El documental "Turín, 1898" revive una historia colonial tarijeña
El documental "Turín, 1898", dirigido por Esteban Prudencio, fue estrenado en el Museo Franciscano de Tarija y se centra en la exhibición de cinco indígenas chiriguanos junto al misionero Doroteo Giannecchini durante la Exposición Misional de Turín, celebrada en 1898.
En 1897, cinco indígenas chiriguanos, provenientes de las misiones del Pilcomayo, viajaron más de 1.700 kilómetros junto al fraile italiano Giannecchini hacia Turín, donde fueron presentados junto a diversos objetos y fotografías etnográficas del Chaco boliviano.
La primera proyección del documental está programada para el martes 25 de agosto a las 18:00, con entrada gratuita en el Centro Eclesial de Documentación, ubicado en el Museo Franciscano, en la calle Colón 641 esquina La Madrid. Además de la película, se expondrá parte del archivo documental que Giannecchini confeccionó para la muestra, incluyendo manuscritos y fotografías de Vincenzo Mascio.
Giannecchini, a pesar de ser un etnógrafo comprometido con la defensa de los indígenas, también participó en la exhibición de estos seres humanos en Europa, lo que pone de manifiesto las contradicciones de su labor. La película de Prudencio busca reflexionar sobre esta dualidad y la memoria del Chaco.
Desde 2023, el cineasta tarijeño ha estado trabajando en un proyecto llamado borde chiriguano, que explora la frontera entre el mundo andino y el chaqueño, y "Turín, 1898" es una extensión de esta investigación desde una perspectiva colonial.
El documental cuenta con el apoyo del Centro de la Revolución Cultural, parte de la Fundación Cultural del Banco Central de Bolivia, dentro del programa Fomento a la Productividad Cultural y la Creación Artística 2026.

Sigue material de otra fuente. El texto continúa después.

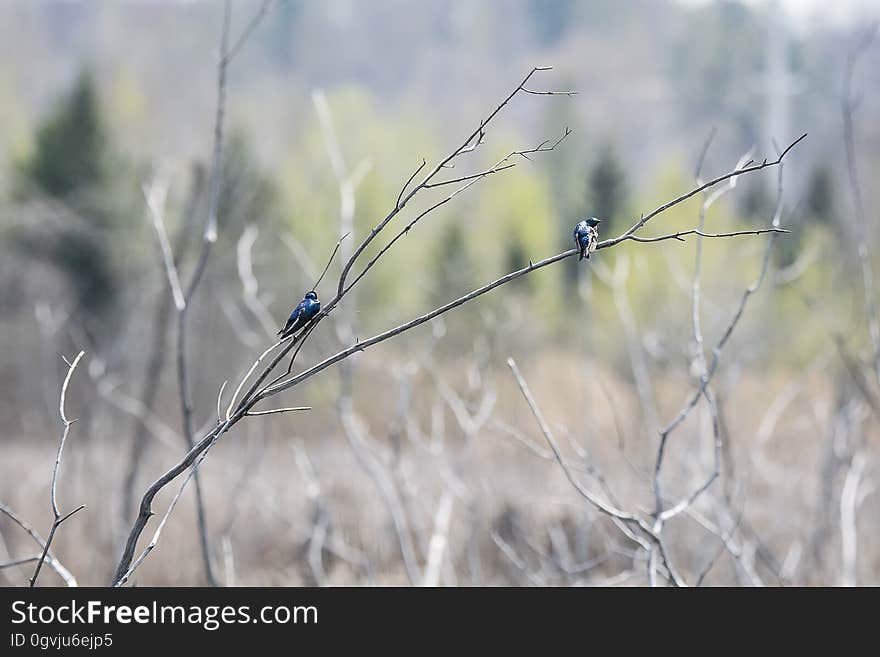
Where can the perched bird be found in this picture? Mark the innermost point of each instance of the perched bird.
(586, 237)
(304, 311)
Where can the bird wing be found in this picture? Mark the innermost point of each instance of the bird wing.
(294, 316)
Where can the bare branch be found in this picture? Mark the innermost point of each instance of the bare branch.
(155, 195)
(58, 518)
(46, 555)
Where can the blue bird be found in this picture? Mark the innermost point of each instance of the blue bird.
(586, 237)
(304, 311)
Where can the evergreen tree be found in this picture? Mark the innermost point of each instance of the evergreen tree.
(71, 144)
(70, 164)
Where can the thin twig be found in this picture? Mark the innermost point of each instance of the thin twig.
(58, 518)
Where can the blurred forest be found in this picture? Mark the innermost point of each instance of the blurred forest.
(421, 461)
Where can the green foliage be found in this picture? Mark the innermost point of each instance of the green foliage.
(70, 163)
(453, 270)
(71, 144)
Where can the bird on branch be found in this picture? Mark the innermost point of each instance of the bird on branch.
(304, 311)
(586, 237)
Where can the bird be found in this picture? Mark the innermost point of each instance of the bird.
(586, 237)
(304, 311)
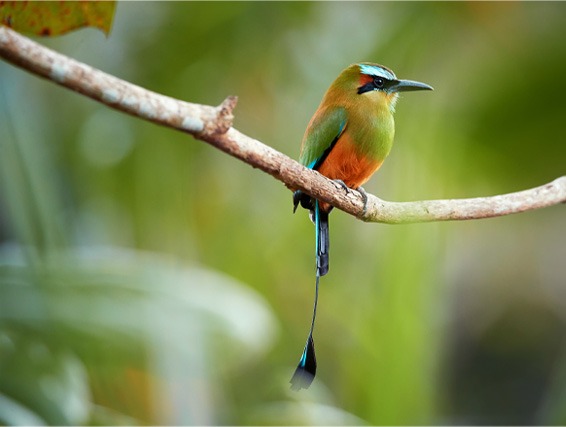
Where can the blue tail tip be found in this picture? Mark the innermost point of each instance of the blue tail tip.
(306, 370)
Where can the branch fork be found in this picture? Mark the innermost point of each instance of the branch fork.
(214, 125)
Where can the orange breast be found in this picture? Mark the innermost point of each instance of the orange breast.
(345, 163)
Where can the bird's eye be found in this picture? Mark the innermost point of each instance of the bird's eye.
(378, 82)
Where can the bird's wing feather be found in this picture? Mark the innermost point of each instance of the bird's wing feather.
(322, 133)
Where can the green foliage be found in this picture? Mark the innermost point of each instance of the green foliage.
(146, 278)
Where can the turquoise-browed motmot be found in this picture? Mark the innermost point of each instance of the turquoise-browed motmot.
(347, 139)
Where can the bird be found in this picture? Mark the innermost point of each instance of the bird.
(347, 139)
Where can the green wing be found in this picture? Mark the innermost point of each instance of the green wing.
(322, 133)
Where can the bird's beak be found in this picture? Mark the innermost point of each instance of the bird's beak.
(408, 86)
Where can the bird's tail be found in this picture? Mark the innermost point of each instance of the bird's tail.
(306, 370)
(322, 239)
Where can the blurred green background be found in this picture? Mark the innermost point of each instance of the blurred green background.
(147, 278)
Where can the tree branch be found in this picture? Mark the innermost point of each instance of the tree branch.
(214, 125)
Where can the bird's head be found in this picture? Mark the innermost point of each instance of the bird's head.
(377, 82)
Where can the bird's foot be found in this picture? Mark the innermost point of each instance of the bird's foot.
(302, 198)
(343, 185)
(365, 199)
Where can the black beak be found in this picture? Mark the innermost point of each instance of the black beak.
(408, 86)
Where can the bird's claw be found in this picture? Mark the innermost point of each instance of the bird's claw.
(343, 185)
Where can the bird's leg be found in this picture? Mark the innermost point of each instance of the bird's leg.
(343, 185)
(302, 198)
(365, 199)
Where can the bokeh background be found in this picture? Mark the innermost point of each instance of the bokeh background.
(147, 278)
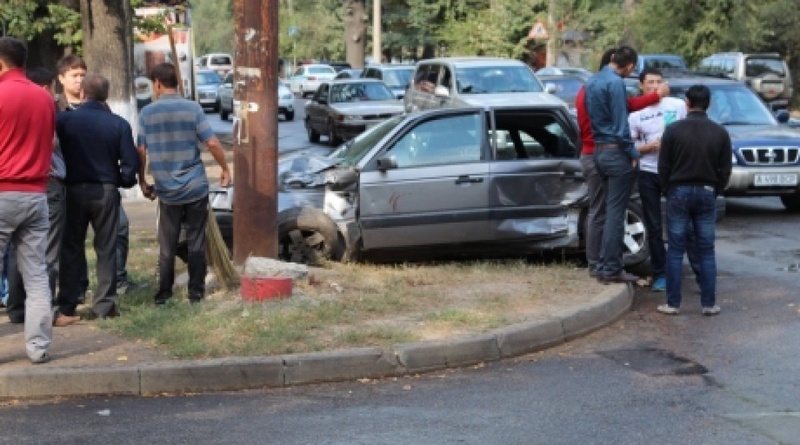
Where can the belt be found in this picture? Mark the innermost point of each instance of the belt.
(608, 146)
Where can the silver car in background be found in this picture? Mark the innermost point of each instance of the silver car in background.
(227, 104)
(342, 109)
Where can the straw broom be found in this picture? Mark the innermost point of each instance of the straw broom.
(217, 254)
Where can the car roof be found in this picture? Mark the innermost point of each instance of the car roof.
(473, 61)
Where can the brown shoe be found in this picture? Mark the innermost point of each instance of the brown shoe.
(62, 320)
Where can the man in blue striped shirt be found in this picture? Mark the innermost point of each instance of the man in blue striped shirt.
(170, 130)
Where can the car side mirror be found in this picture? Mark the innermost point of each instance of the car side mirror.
(387, 163)
(441, 91)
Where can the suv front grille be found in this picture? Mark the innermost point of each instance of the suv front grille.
(770, 155)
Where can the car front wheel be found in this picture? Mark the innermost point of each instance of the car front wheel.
(313, 136)
(307, 236)
(791, 202)
(635, 239)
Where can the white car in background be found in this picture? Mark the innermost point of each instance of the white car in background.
(227, 103)
(306, 78)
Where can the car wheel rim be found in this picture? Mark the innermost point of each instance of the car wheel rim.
(304, 246)
(635, 233)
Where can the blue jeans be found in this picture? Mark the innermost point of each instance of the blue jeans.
(650, 194)
(618, 177)
(691, 208)
(596, 218)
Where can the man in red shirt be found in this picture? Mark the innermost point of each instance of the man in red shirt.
(27, 125)
(596, 217)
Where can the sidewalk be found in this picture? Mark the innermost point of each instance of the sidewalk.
(89, 361)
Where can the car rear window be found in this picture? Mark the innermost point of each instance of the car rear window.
(220, 60)
(321, 70)
(496, 79)
(757, 66)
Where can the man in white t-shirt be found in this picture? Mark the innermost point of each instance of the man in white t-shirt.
(647, 125)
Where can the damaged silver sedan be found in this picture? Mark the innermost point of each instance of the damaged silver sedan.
(491, 181)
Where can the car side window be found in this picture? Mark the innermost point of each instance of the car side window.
(447, 140)
(532, 137)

La segunda función de la película se llevará a cabo el jueves 27 de agosto en Macharetí, una comunidad guaraní del Chaco, donde se busca acercar el documental a las comunidades que son herederas de esta historia. Más de un siglo después de haber sido llevados a Europa, las imágenes de los chiriguanos regresan a su lugar de origen.
Este acontecimiento representa no solo una recuperación cultural, sino también un acto de reconocimiento hacia las comunidades que vivieron este episodio de la historia boliviana.